SPRINGFIELD -- Ameren Corp. will get more time to meet tougher state pollution-control rules that company executives claimed would have cost hundreds of jobs at downstate power plants.

SPRINGFIELD -- Ameren Corp. will get more time to meet tougher state pollution-control rules that company executives claimed would have cost hundreds of jobs at downstate power plants.


The Illinois Pollution Control Board, meeting in Chicago, voted 4-0 to grant the company’s request for a five-year delay, to 2020, of new standards for sulfur dioxide emissions from coal plants.


Ameren said the ruling would preserve jobs while still cutting emissions. Environmental groups portrayed the decision as caving to polluters at the expense of clean air and health.


More than 2,000 public comments — from environmentalists, labor unions, health care organizations, individuals and, state and local elected officials — were filed with the board


Board members agreed with Ameren’s contention that it could no longer afford to meet the original 2015 deadline as a result of low energy prices, the slow economy and uncertainty over federal air-pollution rules.


S02 reductions


The board also pointed out Ameren would continue to cut sulfur dioxide emissions by upgrading remaining power plants and by keeping the Meredosia and Hutsonville stations closed, though not at the same pace as promised earlier.

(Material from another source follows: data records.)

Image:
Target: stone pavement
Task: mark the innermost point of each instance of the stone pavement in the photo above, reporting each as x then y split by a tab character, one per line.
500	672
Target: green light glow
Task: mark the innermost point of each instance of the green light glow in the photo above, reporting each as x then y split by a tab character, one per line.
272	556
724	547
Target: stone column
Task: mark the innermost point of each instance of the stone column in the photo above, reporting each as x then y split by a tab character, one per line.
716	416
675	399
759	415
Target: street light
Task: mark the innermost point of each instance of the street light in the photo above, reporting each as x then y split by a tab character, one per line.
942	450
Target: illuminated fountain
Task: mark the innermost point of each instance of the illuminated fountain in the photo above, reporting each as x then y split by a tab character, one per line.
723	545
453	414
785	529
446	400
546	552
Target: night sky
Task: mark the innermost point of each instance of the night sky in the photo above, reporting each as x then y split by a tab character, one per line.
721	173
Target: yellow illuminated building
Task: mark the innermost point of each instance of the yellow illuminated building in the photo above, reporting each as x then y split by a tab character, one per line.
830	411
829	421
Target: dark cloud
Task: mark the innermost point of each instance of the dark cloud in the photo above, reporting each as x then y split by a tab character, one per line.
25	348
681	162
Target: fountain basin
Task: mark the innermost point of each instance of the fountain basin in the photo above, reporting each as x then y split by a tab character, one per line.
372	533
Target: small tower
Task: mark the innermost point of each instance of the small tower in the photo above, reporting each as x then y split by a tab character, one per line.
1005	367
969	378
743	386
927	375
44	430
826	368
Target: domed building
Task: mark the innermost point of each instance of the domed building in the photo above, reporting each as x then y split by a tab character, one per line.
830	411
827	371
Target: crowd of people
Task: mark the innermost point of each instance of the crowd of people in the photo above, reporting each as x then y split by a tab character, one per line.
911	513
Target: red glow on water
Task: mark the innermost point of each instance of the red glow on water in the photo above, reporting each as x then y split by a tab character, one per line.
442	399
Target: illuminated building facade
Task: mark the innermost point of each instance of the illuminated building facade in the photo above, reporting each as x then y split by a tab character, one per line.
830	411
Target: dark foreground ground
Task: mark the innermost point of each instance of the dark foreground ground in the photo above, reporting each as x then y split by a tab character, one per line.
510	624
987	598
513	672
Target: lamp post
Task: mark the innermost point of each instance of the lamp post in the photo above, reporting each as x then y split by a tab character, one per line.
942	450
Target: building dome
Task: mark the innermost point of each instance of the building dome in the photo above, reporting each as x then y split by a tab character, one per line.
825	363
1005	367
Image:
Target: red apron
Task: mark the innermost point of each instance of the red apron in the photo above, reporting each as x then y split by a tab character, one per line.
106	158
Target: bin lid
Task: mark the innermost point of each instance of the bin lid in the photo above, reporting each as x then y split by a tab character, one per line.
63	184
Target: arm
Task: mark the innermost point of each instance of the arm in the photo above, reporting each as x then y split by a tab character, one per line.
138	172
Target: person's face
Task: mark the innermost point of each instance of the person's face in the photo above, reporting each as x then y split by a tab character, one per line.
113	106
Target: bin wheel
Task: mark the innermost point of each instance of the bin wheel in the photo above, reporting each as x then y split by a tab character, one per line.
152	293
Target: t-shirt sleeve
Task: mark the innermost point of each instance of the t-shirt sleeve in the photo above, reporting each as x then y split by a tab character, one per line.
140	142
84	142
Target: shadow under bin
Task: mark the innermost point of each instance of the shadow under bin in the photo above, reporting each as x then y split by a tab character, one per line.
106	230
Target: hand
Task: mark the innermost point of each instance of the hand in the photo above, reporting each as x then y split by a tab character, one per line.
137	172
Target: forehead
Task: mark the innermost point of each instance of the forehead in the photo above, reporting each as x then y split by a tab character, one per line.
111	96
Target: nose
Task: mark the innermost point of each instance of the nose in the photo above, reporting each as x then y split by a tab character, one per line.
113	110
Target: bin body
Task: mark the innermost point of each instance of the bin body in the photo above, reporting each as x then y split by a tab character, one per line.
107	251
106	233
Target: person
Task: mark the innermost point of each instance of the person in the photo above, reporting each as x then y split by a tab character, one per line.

“The board finds this compliance plan is satisfactory, as it results in overall reduction of SO2 emissions from 2012 through 2020, and provides a net benefit to Illinois air quality,” the board said in its 70-page ruling.


Ameren released a statement saying the decision appeared to grant most of the company’s request.


“This decision is critical to our employees and the local communities surrounding our energy centers,” the statement said.


Ameren executives had said the company needed additional time to upgrade its Newton, Joppa and Bartonville stations, or one or two would have to close, at a cost of more than 500 jobs.


‘Lifeline to polluters’


Opponents pointed out Ameren committed to the 2015 deadline as part of a 2006 agreement to reduce emissions at its coal-fired plants in Illinois. Attorney General Lisa Madigan was among those opposing the extension.


“The Pollution Control Board will need to decide if it will continue propping up polluters, or if it will stand up for children’s health and the environment by upholding the pollution reduction standard,” said attorney Faith Bugel of the Environmental Law & Policy Center in Chicago.


The board charged with upholding Illinois’ environmental standards has thrown a lifeline to highly-polluting coal plants,” she said.


Both sides lobbied hard on the issue in the weeks leading up to the decision. Dozens of opponents and supporters, including power plant workers and witnesses who said coal emissions contributed to their heart and lung ailments, turned out for a hearing in Springfield in early August.


“It’s unusual to have that many pubic comments,” IPCB spokeswoman Connie Newman said Thursday. “They had comments at the hearings, and they also took written comments.”